Flight from fourth week of July to third week of October

Survey Methods

The best way to survey for this species is by blacklighting, a technique where a sheet is stretched across two trees or poles and an ultraviolet light is used to attract moths to the sheet. Moths can be collected directly from the sheet. Insects come to light usually in largest numbers on still, dark, cloudy nights when both temperature and humidity are high. You also can search for the larvae of many species of Papaipema by searching for signs of feeding activity in late July or early August.
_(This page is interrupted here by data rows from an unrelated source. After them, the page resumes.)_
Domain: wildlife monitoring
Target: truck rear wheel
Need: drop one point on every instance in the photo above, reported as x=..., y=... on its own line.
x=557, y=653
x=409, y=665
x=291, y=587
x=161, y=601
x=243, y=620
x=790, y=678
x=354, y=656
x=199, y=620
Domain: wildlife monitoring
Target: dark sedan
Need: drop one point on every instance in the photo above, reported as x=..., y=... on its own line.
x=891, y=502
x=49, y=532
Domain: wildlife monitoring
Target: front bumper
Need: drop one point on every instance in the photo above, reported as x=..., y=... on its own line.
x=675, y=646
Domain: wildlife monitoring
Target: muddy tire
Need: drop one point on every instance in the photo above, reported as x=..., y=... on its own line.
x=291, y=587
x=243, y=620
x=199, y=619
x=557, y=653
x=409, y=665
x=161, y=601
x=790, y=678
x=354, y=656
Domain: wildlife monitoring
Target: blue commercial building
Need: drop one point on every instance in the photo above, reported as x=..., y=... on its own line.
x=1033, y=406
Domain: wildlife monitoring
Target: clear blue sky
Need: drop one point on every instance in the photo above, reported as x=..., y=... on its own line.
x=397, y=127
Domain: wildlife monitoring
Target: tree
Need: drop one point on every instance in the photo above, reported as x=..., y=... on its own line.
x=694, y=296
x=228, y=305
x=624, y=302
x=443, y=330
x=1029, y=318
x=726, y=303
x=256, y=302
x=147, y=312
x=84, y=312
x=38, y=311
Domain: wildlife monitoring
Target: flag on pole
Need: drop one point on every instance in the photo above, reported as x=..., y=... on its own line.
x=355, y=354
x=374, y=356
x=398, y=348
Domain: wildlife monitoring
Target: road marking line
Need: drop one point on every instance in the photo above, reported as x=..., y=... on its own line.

Reports of adults or lavae of this species must be documented with a voucher specimen or a good photograph and verification by a species expert.

Blacklighting

Survey Period: From fourth week of July to third week of October

Time of Day: Evening
Humidity: Humid
Cloud Cover: Overcast
Air Temperature: Warm
Wind: No Wind
Survey Method Comment: Ideal survey conditions but surveys can be conducted under other conditions as well.

Time of Day: Night
Humidity: Humid
Cloud Cover: Overcast
Air Temperature: Warm
Wind: No Wind
Survey Method Comment: Ideal survey conditions but surveys can be conducted under other conditions as well.

Search for larval feeding

Survey Period: From fourth week of July to third week of October

Time of Day: Daytime

References

Survey References

  • Hessel, S.A. 1954. A guide to collecting the plant boring larvae of the genus Papaipema (Noctuidae). Lepidopteran News 8:57-63.
  • Martin, J.E.H. 1977. The Insects and Arachnids of Canada (Part 1): Collecting, preparing, and preserving insects, mites, and spiders. Publication 1643. Biosystematics Research Institute, Ottawa.

Technical References

  • Bird, H. 1923. New life histories, species and varieties in Papaipema (Lepidoptera) No. 22. Canadian Entomology 55:106-07.
  • Cuthrell, D.L. 1999. Special Animal Abstract for Papaipema beeriana (Blazing star borer). Michigan Natural Features Inventory, Lansing, MI. 3pp.